The manual further states:
[Medical and religious personnel] may be held by the adversary only as long as the state of health, spiritual needs and numbers of prisoners of war require. During the time of detention of medical personnel by the adversary, they must at least enjoy the benefits of the Prisoner of War Convention [1949 Geneva Convention III]. They must be returned if the medical or religious activities are not necessary and military circumstances make a return possible. The exception is that medical auxiliaries are treated as prisoners of war. 
Netherlands, Humanitair Oorlogsrecht: Handleiding, Voorschift No. 27-412, Koninklijke Landmacht, Militair Juridische Dienst, 2005, § 0618.
In addition, the manual provides: “Military members of the medical and religious personnel are not treated as prisoners of war. The detaining power may require them to lend support and assistance to prisoners of war.” 
Netherlands, Humanitair Oorlogsrecht: Handleiding, Voorschift No. 27-412, Koninklijke Landmacht, Militair Juridische Dienst, 2005, § 0704.
In its chapter on non-international armed conflict, the manual states:
Medical and religious personnel must be respected, protected and helped in fulfilling their duties. They may not be forced to carry out tasks incompatible with their humanitarian mission. 

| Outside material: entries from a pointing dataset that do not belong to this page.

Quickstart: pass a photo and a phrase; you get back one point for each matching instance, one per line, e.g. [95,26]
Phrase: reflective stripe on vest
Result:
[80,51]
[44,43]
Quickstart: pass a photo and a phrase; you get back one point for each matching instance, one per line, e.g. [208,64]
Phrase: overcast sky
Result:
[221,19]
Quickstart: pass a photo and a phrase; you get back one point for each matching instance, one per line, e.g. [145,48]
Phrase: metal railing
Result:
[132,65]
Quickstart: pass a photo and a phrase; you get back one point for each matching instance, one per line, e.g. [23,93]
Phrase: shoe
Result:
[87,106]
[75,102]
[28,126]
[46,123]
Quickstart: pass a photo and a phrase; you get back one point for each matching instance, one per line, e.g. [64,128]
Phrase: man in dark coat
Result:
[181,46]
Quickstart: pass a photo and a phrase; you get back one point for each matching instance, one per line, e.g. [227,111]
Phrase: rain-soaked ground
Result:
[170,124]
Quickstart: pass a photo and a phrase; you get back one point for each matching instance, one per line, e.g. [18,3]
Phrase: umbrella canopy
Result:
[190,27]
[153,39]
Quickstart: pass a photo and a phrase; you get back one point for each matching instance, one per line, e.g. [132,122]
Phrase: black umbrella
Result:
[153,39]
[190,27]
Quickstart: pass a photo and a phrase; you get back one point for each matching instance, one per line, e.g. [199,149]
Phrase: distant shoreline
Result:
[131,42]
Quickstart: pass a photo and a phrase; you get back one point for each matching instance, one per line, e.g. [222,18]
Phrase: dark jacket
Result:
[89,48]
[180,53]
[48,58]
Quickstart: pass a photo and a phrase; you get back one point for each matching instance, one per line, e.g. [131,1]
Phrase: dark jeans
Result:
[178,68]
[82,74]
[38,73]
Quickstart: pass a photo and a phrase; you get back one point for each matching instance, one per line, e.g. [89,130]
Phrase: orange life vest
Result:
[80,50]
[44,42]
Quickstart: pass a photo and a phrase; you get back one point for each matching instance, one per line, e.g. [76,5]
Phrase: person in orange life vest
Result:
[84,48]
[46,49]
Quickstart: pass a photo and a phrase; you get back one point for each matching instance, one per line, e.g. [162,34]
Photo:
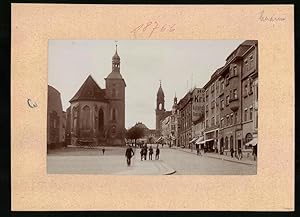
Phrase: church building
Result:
[160,110]
[96,116]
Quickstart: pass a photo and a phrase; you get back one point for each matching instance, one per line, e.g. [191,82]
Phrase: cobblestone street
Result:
[113,162]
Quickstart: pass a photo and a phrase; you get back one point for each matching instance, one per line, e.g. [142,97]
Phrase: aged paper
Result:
[273,186]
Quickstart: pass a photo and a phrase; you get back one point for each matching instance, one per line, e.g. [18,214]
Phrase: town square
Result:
[152,118]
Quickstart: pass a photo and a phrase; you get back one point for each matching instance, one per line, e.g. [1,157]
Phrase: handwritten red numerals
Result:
[152,27]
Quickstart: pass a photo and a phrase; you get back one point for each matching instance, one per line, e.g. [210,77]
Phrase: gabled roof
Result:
[89,90]
[115,75]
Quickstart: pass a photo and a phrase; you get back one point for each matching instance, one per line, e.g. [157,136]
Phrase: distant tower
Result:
[160,106]
[115,93]
[174,107]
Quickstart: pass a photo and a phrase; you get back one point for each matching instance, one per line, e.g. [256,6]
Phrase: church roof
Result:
[160,91]
[116,56]
[115,75]
[89,90]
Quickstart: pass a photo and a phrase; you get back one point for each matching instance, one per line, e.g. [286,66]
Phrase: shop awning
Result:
[200,140]
[253,142]
[209,140]
[193,140]
[159,139]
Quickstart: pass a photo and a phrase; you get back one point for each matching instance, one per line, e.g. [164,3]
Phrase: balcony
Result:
[234,104]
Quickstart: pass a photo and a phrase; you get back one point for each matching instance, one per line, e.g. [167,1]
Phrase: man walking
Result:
[157,153]
[150,152]
[129,153]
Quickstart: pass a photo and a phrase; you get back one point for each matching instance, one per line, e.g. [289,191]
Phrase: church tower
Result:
[160,107]
[115,94]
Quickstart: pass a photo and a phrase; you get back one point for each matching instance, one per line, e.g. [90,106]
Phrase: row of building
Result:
[96,116]
[222,115]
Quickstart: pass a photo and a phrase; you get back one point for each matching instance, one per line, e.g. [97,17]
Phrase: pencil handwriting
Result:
[151,28]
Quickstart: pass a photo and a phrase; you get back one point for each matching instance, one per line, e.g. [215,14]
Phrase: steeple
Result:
[116,61]
[160,92]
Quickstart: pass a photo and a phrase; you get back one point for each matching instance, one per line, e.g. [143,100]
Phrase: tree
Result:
[135,133]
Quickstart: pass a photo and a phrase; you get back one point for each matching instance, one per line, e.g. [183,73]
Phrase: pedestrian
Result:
[150,152]
[254,152]
[157,153]
[129,153]
[240,154]
[198,149]
[231,152]
[142,153]
[145,152]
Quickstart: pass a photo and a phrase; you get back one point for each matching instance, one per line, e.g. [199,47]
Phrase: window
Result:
[227,80]
[231,142]
[245,114]
[100,119]
[251,61]
[235,94]
[248,137]
[226,143]
[113,115]
[256,118]
[250,86]
[235,70]
[86,117]
[245,90]
[222,104]
[113,92]
[246,64]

Netherlands, Humanitair Oorlogsrecht: Handleiding, Voorschift No. 27-412, Koninklijke Landmacht, Militair Juridische Dienst, 2005, § 1057.
The Military Manual (1993) of the Netherlands provides:
Medical personnel may be armed with pistols, sub-machine guns and rifles, but not with machine guns or other weapons that have to be handled by more than one person, or with weapons that are meant for use against material objects, such as missile launchers and other anti-tank weapons, nor with fragmentation hand grenades and the like. 
Netherlands, Toepassing Humanitair Oorlogsrecht, Voorschift No. 27-412/1, Koninklijke Landmacht, Ministerie van Defensie, 1993, p. VI-5.
The Military Handbook (1995) of the Netherlands states:
Medical personnel may not in any way take part in hostilities, but they may be armed. They may, however, only use these weapons to defend themselves or the wounded and sick in their care and not, for example, to prevent being captured by the enemy. 
Netherlands, Handboek Militair, Ministerie van Defensie, 1995, pp. 7-40/7-41.
The Military Manual (2005) of the Netherlands states:
0618. Medical and religious personnel are non-combatants. They may not take part in hostilities. However, medical personnel may bear arms – see point 0621. If they fall into enemy hands, medical personnel are not considered as prisoners of war.
0621. In relation to medical personnel bearing arms, the rule is that they may carry a personal firearm such as a pistol, automatic pistol or rifle. Medical personnel may not be armed with machine guns or other support weapons. They must not bear weapons designed for use against materiel targets, such as rocket launchers and other anti-tank weapons, or fragmentation hand grenades, etc. They may fire their weapons in self-defence, for the defence of the wounded and sick in their care, and to preserve order and calm within the medical institution. 
Netherlands, Humanitair Oorlogsrecht: Handleiding, Voorschift No. 27-412, Koninklijke Landmacht, Militair Juridische Dienst, 2005, §§ 0618 and 0621.